また、本作はしっとりとしたバラードというのも大きな挑戦だったが、聖子が前年までのパワフルな歌声から、いわゆるキャンディ・ボイスに変わっていったのもこのころだろう。これも、若松氏の指導だったのだろうか。また、聖子のモノマネでも特徴的な、「る」を「どぅ」と可愛らしく発音するようになったのも、この少しあとくらいから。(例:『野ばらのエチュード』、♪くちびるを寄せる少女 → ♪くちび「どぅ」を寄せる少女 など)これも、キャンディ・ボイスをより可愛く魅せるためのすごい発明と言えるだろう。

このころの聖子は朝から晩までスケジュールがビッシリで、過労で倒れてしまうこともしょっちゅうでした。毎日いろんな仕事で歌っていたために、声が出にくくなってきたんですね。そこで、負担のない歌い方を一緒に考えていきました。
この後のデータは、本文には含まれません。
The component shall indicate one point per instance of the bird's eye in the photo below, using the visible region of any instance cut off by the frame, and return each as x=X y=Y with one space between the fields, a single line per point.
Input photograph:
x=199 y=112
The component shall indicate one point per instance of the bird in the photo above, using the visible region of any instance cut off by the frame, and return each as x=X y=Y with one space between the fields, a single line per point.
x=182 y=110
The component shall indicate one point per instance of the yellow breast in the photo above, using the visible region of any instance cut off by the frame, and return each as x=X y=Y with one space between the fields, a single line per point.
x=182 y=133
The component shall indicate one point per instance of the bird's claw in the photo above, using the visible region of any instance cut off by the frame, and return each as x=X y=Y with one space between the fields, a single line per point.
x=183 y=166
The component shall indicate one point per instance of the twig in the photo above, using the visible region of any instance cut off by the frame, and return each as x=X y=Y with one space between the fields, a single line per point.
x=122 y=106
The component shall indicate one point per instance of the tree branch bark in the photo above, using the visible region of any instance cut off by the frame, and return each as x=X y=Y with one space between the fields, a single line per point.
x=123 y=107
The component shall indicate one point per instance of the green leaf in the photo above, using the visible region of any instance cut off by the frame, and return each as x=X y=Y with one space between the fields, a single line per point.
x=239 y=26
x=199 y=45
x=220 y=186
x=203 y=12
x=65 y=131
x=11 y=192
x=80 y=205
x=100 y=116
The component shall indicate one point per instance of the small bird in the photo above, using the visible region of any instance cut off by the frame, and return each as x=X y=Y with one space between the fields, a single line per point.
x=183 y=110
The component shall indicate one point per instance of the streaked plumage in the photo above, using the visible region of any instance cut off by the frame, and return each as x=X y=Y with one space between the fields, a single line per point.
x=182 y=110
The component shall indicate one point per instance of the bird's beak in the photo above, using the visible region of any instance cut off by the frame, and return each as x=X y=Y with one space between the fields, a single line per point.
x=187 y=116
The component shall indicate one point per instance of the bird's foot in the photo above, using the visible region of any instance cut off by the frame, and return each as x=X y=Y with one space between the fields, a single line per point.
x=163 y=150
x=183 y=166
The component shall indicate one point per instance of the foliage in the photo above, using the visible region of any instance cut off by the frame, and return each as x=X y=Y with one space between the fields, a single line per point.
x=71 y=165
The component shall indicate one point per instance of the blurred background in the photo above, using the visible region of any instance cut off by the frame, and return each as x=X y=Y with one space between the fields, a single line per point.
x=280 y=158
 “どぅ”と発音するのは、いいか悪いかは別として、スケジュールをこなすため、たまたまそう歌ったのがハマっていったんじゃないかなと思います。でも、それこそが彼女の持ち味なんでしょうね」

「青い珊瑚礁」の“あのサビ”は作曲家・小田裕一郎さんの直感から生まれた

 そして、第2位には2ndシングルの「青い珊瑚礁」(作詞:三浦徳子、作曲:小田裕一郎、編曲:大村雅朗)。“赤”と“青”でツートップとなったが、こちらも前出の『平成生まれ1000人に聞いた! 今聴くべき80年代女性アイドルソングBEST15』においてアイドル全体の中で7位、聖子の中でも2番手となっている。当時のセールスもオリコン最高2位ながら、累計約60万枚で5番手の大ヒットとなっている。「青い珊瑚礁」といえば、やはりサビ頭のインパクト。若松氏もオーディションのカセットテープで釘づけになったという聖子の強い歌声が、一気に入ってくる。

「これは、もともと(作曲を担当した)小田さんが作曲した『アメリカン・フィーリング』(サーカス、'79年)を聴いて、“こんなにすばらしい曲を作る人がいるんだ”と思い、彼の所属事務所を自分で探してお願いしに行きました『青い珊瑚礁』というのもプロデューサーの私がつけたのですが、そのタイトルを小田さんに伝えたら、あのサビの部分をギターを弾きながら歌い始めたんです。

 ♪あー、私の恋は~♪って、あのフレーズは彼の直感で出てきたんですよ

 確かに、このサビのフレーズや、編曲の大村雅朗による胸が高まるようなイントロ、何より聖子の希望に満ちた歌声は、すべて“青い珊瑚礁”という若松氏のコンセプチュアルなタイトルありきで生まれたものだと合点がいく。'80年代に入った開放感も相まって、本作は当時も大ヒットとなったが、聖子の楽曲にはほかにも国内、海外問わず旅をイメージするものが多い気がする。

「それは私が旅好きで、それと季節感も好きだから。そこに地名も当てはめると、リスナーの方々に歌が入りやすいんですよね。感情移入しやすいというか、日常ともオーバーラップしやすいのだと思います。なお、アルバム各曲のタイトル付けは各作詞家さんに自由にお願いしましたが、アルバム全体のタイトルやキャッチコピーに至るまで、私が決めていました」

 聖子のアルバムを並べてみるとわかるが、一作ごとに異なる色合いがそのアルバムの特徴を象徴的にとらえつつ、帯のキャッチコピーに必ず”聖子“という単語が入るのも特徴的。これも、連続してアルバムを購入したくなる一因だったであろう。